Would you let a stranger borrow your car or your favorite pair of shoes? Probably not. What about your best friend?
You’re arguably more likely to hand over your keys or your ritziest kicks to your BFF, of course. But once upon a time, the person that you adore most was also a stranger—and the road from random acquaintance to closest pal can be a long journey. Friendships always take time, as each of you slowly builds trust for one another. After all, you don’t want to lend someone your ride who wouldn’t do the same for you.
“If the other person doesn’t cooperate with you, you’re even worse off for trying to start that relationship,” says Gerald Carter, a professor of behavioral ecology at Ohio State.
This idea of slowly investing your time, energy, and supplies into a trusting friendship isn’t new. In fact, scientists coined a theory for it, called “raising the stakes.” And people aren’t the only living creatures that amass a network of complex social relationships.
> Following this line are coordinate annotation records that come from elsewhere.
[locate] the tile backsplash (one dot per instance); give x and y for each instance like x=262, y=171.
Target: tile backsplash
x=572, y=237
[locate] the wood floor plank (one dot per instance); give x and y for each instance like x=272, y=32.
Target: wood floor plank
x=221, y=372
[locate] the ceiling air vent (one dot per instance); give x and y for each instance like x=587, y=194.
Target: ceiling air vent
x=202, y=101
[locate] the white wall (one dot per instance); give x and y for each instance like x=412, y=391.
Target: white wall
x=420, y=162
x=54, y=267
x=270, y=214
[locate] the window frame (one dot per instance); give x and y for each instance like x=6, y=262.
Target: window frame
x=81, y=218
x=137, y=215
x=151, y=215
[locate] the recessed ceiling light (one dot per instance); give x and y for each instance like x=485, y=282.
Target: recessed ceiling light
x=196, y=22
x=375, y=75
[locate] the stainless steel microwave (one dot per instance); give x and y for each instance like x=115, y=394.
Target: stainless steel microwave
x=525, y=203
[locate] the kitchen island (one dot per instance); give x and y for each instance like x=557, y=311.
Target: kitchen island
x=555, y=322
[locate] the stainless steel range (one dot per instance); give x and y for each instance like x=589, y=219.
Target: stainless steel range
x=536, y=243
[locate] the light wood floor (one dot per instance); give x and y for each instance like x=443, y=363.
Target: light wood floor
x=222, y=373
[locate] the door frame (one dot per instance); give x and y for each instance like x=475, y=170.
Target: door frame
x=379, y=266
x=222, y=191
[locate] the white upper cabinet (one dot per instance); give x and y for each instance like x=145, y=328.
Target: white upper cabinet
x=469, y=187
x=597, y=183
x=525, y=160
But it turns out the spookiest members of the animal kingdom—our dearest cave-dwelling bat friends—also slowly test the waters when it comes to getting to know a new buddy.
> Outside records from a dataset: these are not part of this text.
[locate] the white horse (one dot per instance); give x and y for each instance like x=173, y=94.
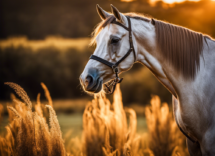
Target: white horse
x=181, y=59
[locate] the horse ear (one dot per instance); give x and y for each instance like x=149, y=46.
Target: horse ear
x=119, y=16
x=103, y=14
A new study in Current Biology authored by Carter found that wee vampire bats also “raise the stakes” when cooperating with their fellow cave mates. Early on in their friendships, these tiny mammals test the waters by grooming each other. If that works out, they move on to the species’ most coveted kinship act: sharing blood meals.
Bats might not be the first creature that comes to mind when you think of friendly critters, but these relationships are essential. Each bat needs about two tablespoons of blood to eat each night, and going a few nights without that meal could be fatal, says Brock Fenton, a bat biologist at Western University in Ontario, Canada who was not involved in the study. Being a good sharer, and a good friend is quite literally life or death.
Carter and his colleagues followed pairs and groups of previously unfamiliar female vampire bats over 15 months to record how they interacted. What they saw was a progression of friendship “investments” in the form of grooming, with the grand prize being blood sharing, which only ended up in 10 to 15 percent of the pairings.
This kind of study—following how a close friendship develops over time—has yet to be done in such a way in people, primates, or other animals that are known to have very complicated social structures.
“We understand the consequences of having close relationships,” Carter says, but “we know less about the process of building those, and how much is under the control of an individual.”
It’s tough to capture the moment when strangers become friends, animals, or humans. You have to be there at the exact right moment in the wild, which can take years of observation. But viewing friendly relationships in captivity is tricky too. You never can be completely sure what you’re watching isn’t an acquired skill you trained a critter to do.
That’s why vampire bats make the perfect subject for this kind of study, Carter says. You can recreate their natural home, a lot of times, a dark tree trunk the size of a closet, quite easily in a lab setting, and you don’t have to train them to do anything.
The wildest part—these creatures who shared their bloody snacks still remained friends when they were released into the wild, Carter says. With the help of tracking devices, the researchers could see the “bat besties” meeting up again outside of captivity, even if the wild population had a much larger group of potential buddies to choose from. These collaborative relationships weren’t just for survival in captivity, he says, but are really lasting friendships.
Fenton says that this kind of research puts bats in a new perspective as incredibly cognizant creatures, alongside primates, whales, elephants, and humans.
“They know what they are doing. They know each other,” he says. “Those are all things that used to be our domain.”
So while bats might give you mental images of Halloween or spooky caves, in reality, they are critters who, just like us, carefully curate their ride-or-die squads.